À la production, il y a Geraldo. Fondateur avec Ali, Booba et Jean-Pierre Seck du label 45 Scientific, il est aussi l’un des compositeurs de Mauvais Œil. Pour créer cette instru d’une lourdeur et d’une intensité rares, il se tourne tout d’abord vers un sample de batterie, un breakbeat, celui du début du morceau “You’re Getting A Little Too Smart” des Detroit Emeralds, sorti en 1973. Un classique du sampling hip-hop, déjà emprunté par Main Source (“Looking At The Front Door” en 1991), Raekwon (“Incarcerated Scarfaces” en 1995), et sur le classique de Common, “The Light”, qui sort la même année que “Pas l’temps pour les regrets”. Geraldo booste cette batterie avec des éléments rythmiques plus hip-hop, issus d’une boîte à rythmes, et se penche alors sur les éléments mélodiques et harmoniques.
Pour cela, il va piocher chez une immense artiste libanaise, Fairouz. Elle est très certainement la chanteuse qui a le plus incarné la lutte pro-palestinienne, interprétant des chansons explicites qui seront la bande-son de toute une génération dans le monde arabe.
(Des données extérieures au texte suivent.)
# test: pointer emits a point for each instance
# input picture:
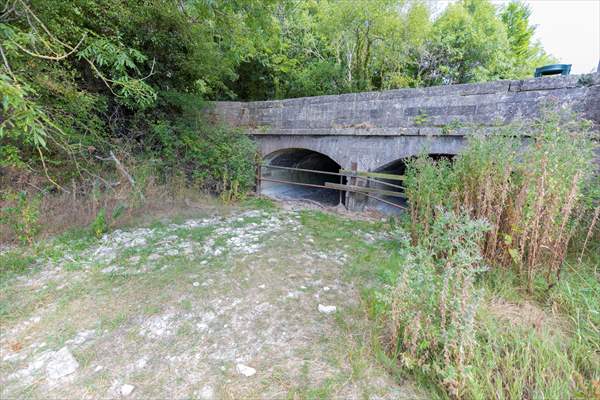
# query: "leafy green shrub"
(217, 158)
(430, 311)
(21, 214)
(532, 196)
(444, 323)
(427, 184)
(99, 225)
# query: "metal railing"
(352, 187)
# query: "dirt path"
(223, 306)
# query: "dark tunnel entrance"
(397, 167)
(303, 159)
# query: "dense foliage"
(496, 220)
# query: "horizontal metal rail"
(302, 170)
(363, 189)
(385, 201)
(369, 174)
(380, 182)
(343, 173)
(296, 183)
(366, 176)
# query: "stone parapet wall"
(439, 110)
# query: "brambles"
(532, 196)
(432, 306)
(21, 213)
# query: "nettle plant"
(432, 306)
(533, 193)
(21, 214)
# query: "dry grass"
(77, 205)
(525, 315)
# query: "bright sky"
(568, 29)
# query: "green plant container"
(553, 69)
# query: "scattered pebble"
(62, 363)
(327, 309)
(245, 370)
(207, 393)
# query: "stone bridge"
(378, 130)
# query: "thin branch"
(45, 57)
(6, 64)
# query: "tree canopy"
(79, 75)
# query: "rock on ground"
(62, 363)
(245, 370)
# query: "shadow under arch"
(397, 167)
(304, 159)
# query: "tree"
(468, 44)
(526, 53)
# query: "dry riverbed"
(247, 303)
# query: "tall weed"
(431, 309)
(532, 194)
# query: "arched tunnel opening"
(397, 167)
(306, 160)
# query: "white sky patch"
(567, 29)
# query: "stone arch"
(397, 167)
(305, 159)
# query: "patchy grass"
(174, 304)
(171, 306)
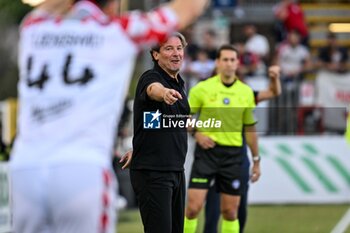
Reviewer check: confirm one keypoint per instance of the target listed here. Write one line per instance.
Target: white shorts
(64, 199)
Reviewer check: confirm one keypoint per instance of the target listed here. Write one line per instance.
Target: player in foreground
(74, 73)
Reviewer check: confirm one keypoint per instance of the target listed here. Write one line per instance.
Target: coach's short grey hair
(157, 47)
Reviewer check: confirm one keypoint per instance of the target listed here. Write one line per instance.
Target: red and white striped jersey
(74, 75)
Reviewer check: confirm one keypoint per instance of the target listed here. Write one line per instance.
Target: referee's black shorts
(222, 163)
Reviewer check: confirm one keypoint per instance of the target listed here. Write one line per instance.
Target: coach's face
(170, 55)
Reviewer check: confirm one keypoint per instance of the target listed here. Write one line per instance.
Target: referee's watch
(256, 158)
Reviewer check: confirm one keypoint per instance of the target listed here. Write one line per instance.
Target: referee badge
(236, 184)
(226, 101)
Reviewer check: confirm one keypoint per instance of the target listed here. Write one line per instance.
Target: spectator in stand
(248, 62)
(209, 43)
(257, 44)
(294, 60)
(347, 132)
(74, 72)
(202, 67)
(290, 13)
(333, 57)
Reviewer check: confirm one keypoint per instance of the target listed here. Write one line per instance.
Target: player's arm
(187, 11)
(156, 91)
(55, 7)
(274, 88)
(252, 142)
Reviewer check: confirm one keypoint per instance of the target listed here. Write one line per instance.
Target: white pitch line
(343, 223)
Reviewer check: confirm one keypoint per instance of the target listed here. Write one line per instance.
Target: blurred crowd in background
(301, 37)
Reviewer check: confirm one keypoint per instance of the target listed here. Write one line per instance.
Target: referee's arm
(252, 142)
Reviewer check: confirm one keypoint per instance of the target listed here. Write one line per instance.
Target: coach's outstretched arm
(188, 10)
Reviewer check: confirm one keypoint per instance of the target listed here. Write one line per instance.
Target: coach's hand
(255, 171)
(204, 141)
(126, 159)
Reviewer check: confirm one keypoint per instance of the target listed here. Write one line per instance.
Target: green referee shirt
(233, 106)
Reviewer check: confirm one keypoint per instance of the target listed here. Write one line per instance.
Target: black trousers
(161, 199)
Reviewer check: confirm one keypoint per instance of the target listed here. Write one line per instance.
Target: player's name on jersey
(49, 39)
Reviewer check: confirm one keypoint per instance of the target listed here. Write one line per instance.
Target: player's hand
(204, 141)
(170, 96)
(256, 173)
(126, 159)
(274, 72)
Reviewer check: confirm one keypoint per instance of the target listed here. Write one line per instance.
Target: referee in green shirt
(218, 154)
Son plus grand succès, “Zahrat al-Mada’in” (“la fleur des cités”), est sorti en 1972. Extrait de l’album Al–Quds fi al-Bal (“Jérusalem dans mon cœur”), c’est un véritable hymne à la ville sainte.
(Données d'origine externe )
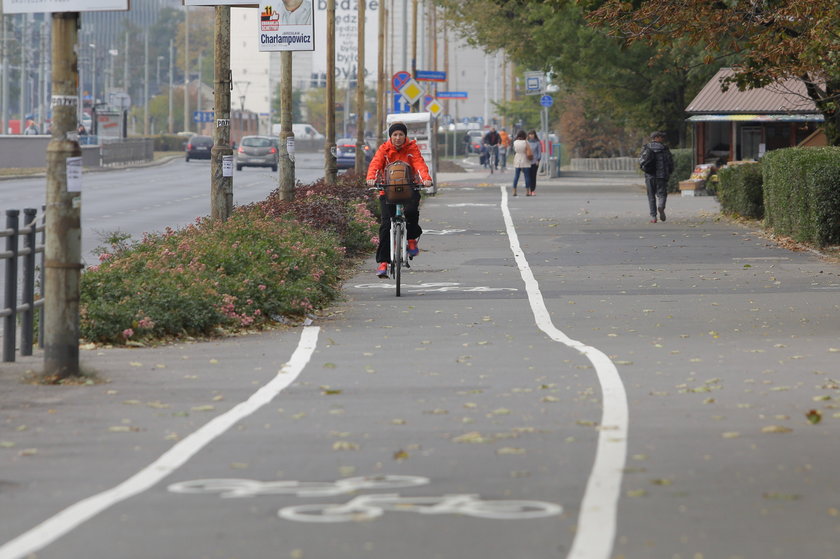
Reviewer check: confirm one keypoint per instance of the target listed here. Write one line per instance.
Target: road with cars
(146, 199)
(560, 379)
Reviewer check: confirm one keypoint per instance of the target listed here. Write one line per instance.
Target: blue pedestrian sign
(203, 116)
(401, 105)
(429, 76)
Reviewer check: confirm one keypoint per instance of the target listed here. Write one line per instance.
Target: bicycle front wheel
(399, 252)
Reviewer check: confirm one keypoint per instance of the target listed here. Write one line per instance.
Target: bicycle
(397, 193)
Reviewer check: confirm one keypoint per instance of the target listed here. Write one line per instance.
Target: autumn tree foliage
(771, 39)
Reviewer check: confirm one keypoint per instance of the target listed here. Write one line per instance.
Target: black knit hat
(397, 126)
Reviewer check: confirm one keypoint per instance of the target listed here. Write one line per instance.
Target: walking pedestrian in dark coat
(657, 163)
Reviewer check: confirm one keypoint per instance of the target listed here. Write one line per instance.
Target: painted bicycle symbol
(233, 488)
(366, 507)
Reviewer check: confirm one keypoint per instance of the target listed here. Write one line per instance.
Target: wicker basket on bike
(398, 181)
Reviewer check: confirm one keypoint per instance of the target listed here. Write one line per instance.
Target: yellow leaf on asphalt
(473, 437)
(203, 408)
(510, 450)
(776, 429)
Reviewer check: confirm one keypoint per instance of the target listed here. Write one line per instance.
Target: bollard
(9, 322)
(28, 288)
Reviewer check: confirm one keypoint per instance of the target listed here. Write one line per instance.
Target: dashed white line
(70, 518)
(595, 534)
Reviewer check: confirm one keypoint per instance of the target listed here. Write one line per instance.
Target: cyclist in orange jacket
(398, 148)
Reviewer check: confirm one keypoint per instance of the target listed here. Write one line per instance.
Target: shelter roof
(786, 96)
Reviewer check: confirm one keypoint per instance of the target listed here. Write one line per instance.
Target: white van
(301, 132)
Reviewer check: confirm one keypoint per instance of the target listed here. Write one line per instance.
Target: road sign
(400, 104)
(399, 79)
(429, 76)
(452, 95)
(412, 91)
(534, 82)
(203, 116)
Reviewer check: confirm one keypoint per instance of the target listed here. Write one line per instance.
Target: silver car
(257, 151)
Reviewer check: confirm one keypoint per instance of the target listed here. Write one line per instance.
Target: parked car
(198, 147)
(345, 153)
(257, 151)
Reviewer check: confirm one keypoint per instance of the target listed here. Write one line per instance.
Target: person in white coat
(521, 163)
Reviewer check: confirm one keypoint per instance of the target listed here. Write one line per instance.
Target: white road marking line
(595, 533)
(70, 518)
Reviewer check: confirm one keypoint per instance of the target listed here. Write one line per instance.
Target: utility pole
(415, 108)
(125, 63)
(22, 73)
(187, 67)
(380, 78)
(146, 84)
(171, 84)
(360, 94)
(287, 137)
(4, 92)
(221, 156)
(330, 167)
(63, 243)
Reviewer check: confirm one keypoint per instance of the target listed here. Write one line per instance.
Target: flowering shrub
(269, 260)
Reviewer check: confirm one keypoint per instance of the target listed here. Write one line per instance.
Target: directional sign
(412, 91)
(452, 95)
(399, 79)
(203, 116)
(429, 76)
(534, 82)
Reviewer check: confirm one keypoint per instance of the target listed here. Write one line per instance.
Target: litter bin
(554, 161)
L’artiste y chante : “Je prie pour toi, ville de prières / Pour toi superbe demeure / Ô fleur des cités, ô Jérusalem / Nos yeux vers toi chaque jour se dirigent / Ils tournent dans les allées du temple / Ils embrassent les vieilles églises / Et ils effacent l’affliction des mosquées.” Temple, églises et mosquées dans le même couplet : tout est dit. Mais la chanson ne fait pas que raconter la beauté de Jérusalem et l’importance de cette ville dans le judaïsme, l’islam et le christianisme : elle évoque aussi les “martyrs” palestiniens morts en son nom.
L’influence de Mobb Deep
Le morceau dure huit minutes, ce qui est extrêmement courant dans la musique arabe, au point d’être devenu, à une époque, un format standard. Parfois même, les chansons sont coupées en deux, la première partie se retrouvant sur la face A, la seconde sur la face B.
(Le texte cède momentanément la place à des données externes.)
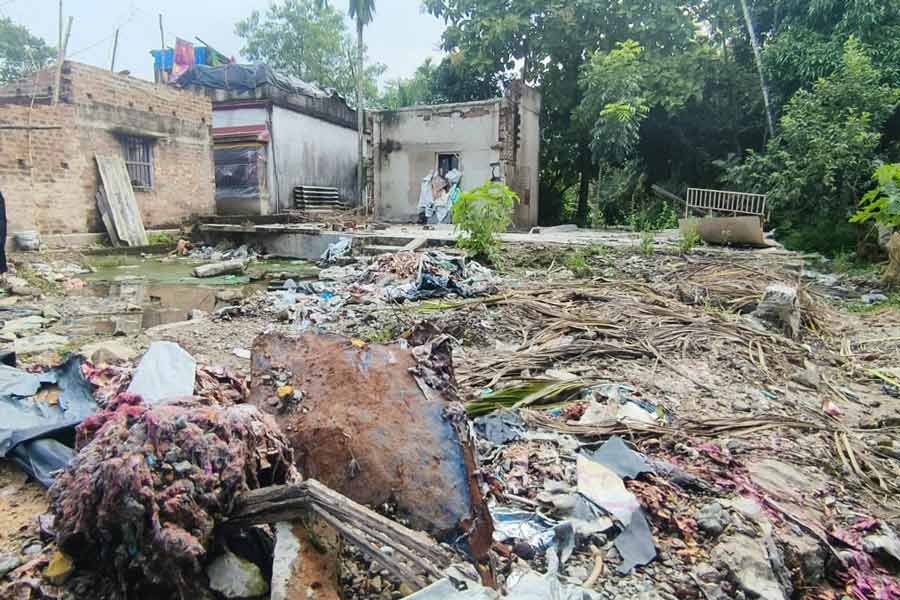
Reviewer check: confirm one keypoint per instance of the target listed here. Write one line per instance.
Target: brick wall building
(47, 170)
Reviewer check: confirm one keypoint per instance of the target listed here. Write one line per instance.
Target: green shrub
(481, 214)
(648, 242)
(690, 237)
(882, 204)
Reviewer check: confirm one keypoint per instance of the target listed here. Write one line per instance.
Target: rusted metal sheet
(361, 423)
(741, 231)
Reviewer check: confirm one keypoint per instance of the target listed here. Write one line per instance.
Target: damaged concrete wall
(311, 151)
(405, 145)
(49, 176)
(408, 142)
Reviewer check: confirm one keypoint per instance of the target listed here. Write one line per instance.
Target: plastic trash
(510, 524)
(36, 430)
(166, 371)
(29, 241)
(635, 544)
(620, 459)
(339, 249)
(500, 427)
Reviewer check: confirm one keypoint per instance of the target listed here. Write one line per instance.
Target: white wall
(240, 117)
(310, 151)
(408, 141)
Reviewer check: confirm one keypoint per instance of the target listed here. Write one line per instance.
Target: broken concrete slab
(361, 423)
(44, 342)
(234, 577)
(300, 571)
(779, 310)
(748, 562)
(108, 352)
(229, 267)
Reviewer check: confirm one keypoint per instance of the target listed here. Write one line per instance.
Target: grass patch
(160, 239)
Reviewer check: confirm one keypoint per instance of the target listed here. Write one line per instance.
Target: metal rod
(112, 65)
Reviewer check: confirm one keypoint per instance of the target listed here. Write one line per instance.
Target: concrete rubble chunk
(228, 267)
(779, 310)
(108, 352)
(300, 571)
(748, 562)
(804, 556)
(360, 423)
(60, 568)
(712, 519)
(234, 577)
(886, 548)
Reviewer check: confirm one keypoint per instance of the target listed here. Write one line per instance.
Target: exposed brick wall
(49, 177)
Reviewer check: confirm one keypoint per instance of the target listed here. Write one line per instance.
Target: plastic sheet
(165, 371)
(27, 415)
(339, 249)
(620, 459)
(237, 173)
(245, 78)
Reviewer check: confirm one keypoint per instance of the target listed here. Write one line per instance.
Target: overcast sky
(401, 37)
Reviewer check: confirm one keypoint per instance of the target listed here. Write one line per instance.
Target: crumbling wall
(521, 136)
(312, 151)
(49, 177)
(404, 145)
(407, 142)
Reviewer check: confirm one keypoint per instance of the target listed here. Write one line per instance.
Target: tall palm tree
(757, 55)
(363, 12)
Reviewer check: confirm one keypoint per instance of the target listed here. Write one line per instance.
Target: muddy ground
(684, 318)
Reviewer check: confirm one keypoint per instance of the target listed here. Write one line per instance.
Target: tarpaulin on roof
(245, 78)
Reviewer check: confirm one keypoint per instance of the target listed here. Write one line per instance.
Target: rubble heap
(149, 485)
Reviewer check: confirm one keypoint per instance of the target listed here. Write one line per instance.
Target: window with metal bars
(139, 161)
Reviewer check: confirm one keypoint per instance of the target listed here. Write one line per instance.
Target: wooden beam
(416, 560)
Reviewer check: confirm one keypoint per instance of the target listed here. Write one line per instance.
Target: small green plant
(842, 262)
(648, 243)
(481, 214)
(690, 236)
(577, 262)
(160, 239)
(882, 204)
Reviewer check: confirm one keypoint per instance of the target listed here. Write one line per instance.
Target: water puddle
(126, 295)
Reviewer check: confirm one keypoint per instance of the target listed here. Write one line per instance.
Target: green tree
(413, 91)
(551, 40)
(828, 143)
(308, 41)
(614, 104)
(21, 53)
(362, 12)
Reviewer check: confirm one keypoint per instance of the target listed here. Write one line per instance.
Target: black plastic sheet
(237, 173)
(34, 432)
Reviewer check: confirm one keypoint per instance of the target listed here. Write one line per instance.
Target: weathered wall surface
(311, 151)
(409, 141)
(49, 177)
(240, 117)
(405, 145)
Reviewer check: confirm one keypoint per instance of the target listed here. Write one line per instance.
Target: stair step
(376, 249)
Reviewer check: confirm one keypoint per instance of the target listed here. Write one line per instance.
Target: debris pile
(149, 485)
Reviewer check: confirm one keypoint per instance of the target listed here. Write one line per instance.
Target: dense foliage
(481, 214)
(882, 204)
(20, 52)
(643, 92)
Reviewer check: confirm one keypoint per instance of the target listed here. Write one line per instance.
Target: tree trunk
(360, 116)
(757, 55)
(584, 187)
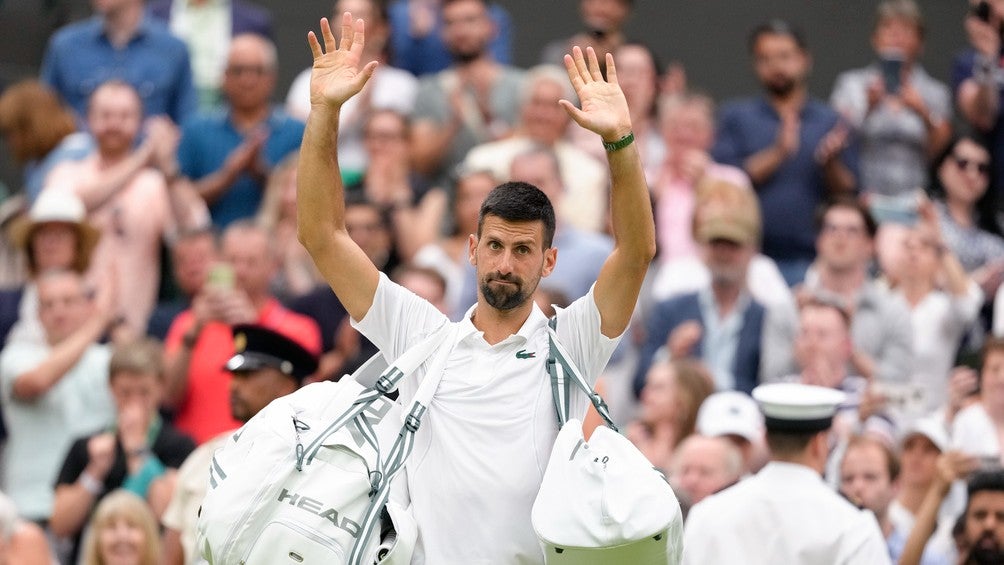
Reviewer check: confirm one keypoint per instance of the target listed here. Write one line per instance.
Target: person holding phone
(902, 114)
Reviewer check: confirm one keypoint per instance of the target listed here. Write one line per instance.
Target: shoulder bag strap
(563, 364)
(404, 445)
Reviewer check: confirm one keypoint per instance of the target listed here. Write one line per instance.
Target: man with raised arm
(480, 455)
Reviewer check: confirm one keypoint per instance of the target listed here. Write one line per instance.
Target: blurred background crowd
(841, 229)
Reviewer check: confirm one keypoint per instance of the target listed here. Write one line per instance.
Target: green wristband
(619, 144)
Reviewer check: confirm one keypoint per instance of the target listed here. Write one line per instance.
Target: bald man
(229, 154)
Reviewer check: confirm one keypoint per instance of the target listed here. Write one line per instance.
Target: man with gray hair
(543, 122)
(228, 155)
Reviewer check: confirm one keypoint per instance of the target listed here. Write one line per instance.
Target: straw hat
(59, 207)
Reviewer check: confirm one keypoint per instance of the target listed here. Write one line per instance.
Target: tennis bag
(601, 502)
(307, 480)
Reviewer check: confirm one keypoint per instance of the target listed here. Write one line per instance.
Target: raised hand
(604, 108)
(335, 76)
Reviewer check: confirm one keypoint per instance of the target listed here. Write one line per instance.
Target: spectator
(704, 466)
(542, 122)
(687, 124)
(55, 390)
(881, 329)
(742, 340)
(582, 252)
(120, 42)
(229, 154)
(786, 514)
(417, 42)
(944, 303)
(602, 22)
(473, 101)
(735, 416)
(901, 114)
(277, 216)
(450, 255)
(199, 341)
(923, 451)
(672, 394)
(55, 235)
(207, 27)
(21, 542)
(822, 353)
(791, 146)
(193, 254)
(40, 131)
(976, 81)
(963, 179)
(257, 378)
(140, 455)
(390, 88)
(975, 430)
(122, 531)
(127, 193)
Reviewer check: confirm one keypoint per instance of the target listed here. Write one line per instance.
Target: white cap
(730, 412)
(932, 429)
(794, 407)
Ce sont les orchestrations de cordes qui sont à la base de ce morceau, dans lequel on peut entendre, dès les toutes premières secondes, un accord répété six fois (une fois sur deux à l’octave). C’est cette boucle, très courte, qui sera la base de “Pas l’temps pour les regrets” et soutiendra les couplets de Booba et Ali, créant une tension constante, une gravité.
Cette boucle s’inscrit à ravir dans la volonté de Lunatic de composer un album sombre, très inspiré (comme presque tout le rap français de l’époque) par le son du groupe de rap américain Mobb Deep, et notamment par l’album The Infamous. IAM, Busta Flex, Lunatic… Nombreux sont les artistes qui revendiquent l’influence de la formation new-yorkaise sur leurs créations. Alors oui, ce sample de “Zahrat al-Mada’in” est chargé de symboles. Mais quant à savoir si Geraldo a souhaité rendre un quelconque hommage à la cause palestinienne en faisant poser ses potes sur ce titre ô combien parlant de Fairouz… Difficile à dire, l’intéressé ne s’étant jamais exprimé sur ce sujet précis.
Toujours active et engagée en 2018
La chanteuse Fairouz, elle, a donc pris position très tôt dans sa carrière, démarrée en 1957 à l’âge de 22 ans. D’emblée, et sous l’impulsion de ses auteurs-compositeurs attitrés, les frères Rahbani, elle s’oriente vers des sonorités très modernes pour l’époque, assez occidentales, ce qui lui vaut d’être vivement critiquée, mais aussi de conquérir un public bien au-delà de son Beyrouth natal. Tango, musiques latines, andalouses… Le répertoire est large. Les frères Rahbani font d’elle la star de leurs productions cinématographiques, de leurs opérettes, mais aussi la voix de leurs prises de position politiques.
Cette aura contestataire acquise, Fairouz s’oriente, durant les années 1970 et jusqu’à aujourd’hui, vers des chansons plus personnelles, plus mélancoliques. Mais certaines d’entre elles, comme “Kifak Inta”, sortie en 1991, créent tout de même le scandale. Ce morceau raconte en effet l’histoire d’une jeune femme déclarant sa flamme à un homme marié. En 2018, Fairouz chante toujours de nouvelles chansons, dont la dernière en date, “Eela mata Ya Rabbou”, sortie sur YouTube le 20 mai dernier, est un nouvel hymne à la cause palestinienne. Si Lunatic a rendu les armes en 2003, Fairouz, elle, continue son combat malgré ses 83 ans. La voix intacte.